While the Wastes aren’t entirely empty, what’s there is spread out across an ocean of undisturbed sand extending out under the moonlight. You can cross them mounted and riding at an easy pace in about fifteen minutes and, if you’ve already cleared the area, you’ll be lucky to find a single enemy. Coming from the Forbidden Oasis, a place that coils in on itself like a knotted Ouroboros, the Hissing Wastes feel like an alien planet. And that makes sense. An oasis ought to be a hub of activity while the desert around it ought to be, you know, deserted.
Even so the Hissing Wastes took me entirely by surprise, and I loved it there. Harding hadn’t been exaggerating, and the more time I spent on the dunes and promontories the more I wondered about what it meant that I’d dismissed her words so easily when I arrived. I had taken them to be more of a figurative description than a literal one. I had assumed that “nothing” meant “as much as every other location but please just play along”. Simply put, that’s what other games had taught me to expect.
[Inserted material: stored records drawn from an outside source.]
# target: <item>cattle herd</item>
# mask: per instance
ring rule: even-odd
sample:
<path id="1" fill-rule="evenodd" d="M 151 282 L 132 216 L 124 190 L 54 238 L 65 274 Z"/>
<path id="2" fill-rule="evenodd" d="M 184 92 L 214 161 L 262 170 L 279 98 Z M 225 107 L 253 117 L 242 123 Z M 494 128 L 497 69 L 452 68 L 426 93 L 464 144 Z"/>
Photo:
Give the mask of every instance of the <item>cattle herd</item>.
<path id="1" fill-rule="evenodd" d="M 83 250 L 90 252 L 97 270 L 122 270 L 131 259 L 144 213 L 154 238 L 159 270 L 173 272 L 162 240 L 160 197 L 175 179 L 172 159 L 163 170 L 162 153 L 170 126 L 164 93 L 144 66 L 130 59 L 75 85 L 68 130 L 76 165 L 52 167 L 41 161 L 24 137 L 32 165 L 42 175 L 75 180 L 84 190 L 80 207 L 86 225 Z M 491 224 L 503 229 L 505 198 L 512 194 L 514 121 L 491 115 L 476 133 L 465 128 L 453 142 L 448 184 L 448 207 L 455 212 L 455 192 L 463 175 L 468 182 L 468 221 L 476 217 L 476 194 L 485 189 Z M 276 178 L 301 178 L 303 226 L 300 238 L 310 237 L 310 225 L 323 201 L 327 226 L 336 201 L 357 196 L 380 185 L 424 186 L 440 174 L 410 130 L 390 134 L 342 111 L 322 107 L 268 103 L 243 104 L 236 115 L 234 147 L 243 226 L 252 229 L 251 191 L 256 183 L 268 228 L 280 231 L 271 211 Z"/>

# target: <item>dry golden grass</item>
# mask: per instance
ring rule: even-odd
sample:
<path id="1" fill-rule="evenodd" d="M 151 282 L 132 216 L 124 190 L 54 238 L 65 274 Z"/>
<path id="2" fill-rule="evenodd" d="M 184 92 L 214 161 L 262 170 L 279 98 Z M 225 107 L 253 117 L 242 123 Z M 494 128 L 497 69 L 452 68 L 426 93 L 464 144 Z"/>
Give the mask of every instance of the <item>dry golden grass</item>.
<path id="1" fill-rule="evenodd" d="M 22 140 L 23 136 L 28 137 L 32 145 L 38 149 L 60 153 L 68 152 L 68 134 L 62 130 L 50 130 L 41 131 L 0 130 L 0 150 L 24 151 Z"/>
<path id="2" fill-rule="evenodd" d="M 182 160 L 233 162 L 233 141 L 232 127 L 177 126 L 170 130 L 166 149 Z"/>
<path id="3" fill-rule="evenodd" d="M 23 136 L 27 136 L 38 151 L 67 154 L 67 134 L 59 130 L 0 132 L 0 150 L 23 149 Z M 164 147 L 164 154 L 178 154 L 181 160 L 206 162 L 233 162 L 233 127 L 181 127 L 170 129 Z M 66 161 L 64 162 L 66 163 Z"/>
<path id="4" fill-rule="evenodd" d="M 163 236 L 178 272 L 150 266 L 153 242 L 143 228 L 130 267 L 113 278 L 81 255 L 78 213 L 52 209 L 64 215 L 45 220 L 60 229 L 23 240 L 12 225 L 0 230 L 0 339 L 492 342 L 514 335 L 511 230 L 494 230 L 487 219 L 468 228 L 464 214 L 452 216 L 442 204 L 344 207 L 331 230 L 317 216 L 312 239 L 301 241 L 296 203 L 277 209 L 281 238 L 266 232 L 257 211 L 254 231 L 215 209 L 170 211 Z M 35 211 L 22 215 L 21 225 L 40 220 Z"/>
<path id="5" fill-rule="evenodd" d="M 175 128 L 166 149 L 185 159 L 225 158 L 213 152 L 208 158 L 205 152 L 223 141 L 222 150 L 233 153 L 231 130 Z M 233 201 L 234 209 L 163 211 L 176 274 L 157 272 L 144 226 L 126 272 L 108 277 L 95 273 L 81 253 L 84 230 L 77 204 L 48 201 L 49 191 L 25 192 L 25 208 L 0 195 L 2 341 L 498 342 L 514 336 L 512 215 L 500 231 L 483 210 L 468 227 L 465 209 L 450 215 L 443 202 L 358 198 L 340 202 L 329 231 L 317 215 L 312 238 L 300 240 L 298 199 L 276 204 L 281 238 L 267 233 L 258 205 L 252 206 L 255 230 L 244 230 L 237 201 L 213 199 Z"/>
But what does “nothing” really mean? There is something everywhere in a game. There has to be, because someone somewhere spent hours building the form and rules to sustain five seconds of “nothing”. In reality, the Hissing Wastes are full of things to stumble upon, but there is no flag to plant by a statue half-lost to the creeping sands. There’s no quest marker for watching the silhouette of a fox cresting a ridge in front of the imposing milk-white disk of the moon. When you do finally arrive at a “something” on the map, it’s made that much sweeter by how isolated and elusive it is. You’re knee-deep in the snow, searching for warm embers again. These places, these moments, these experiences are evidently “nothing” because they’re unmarked.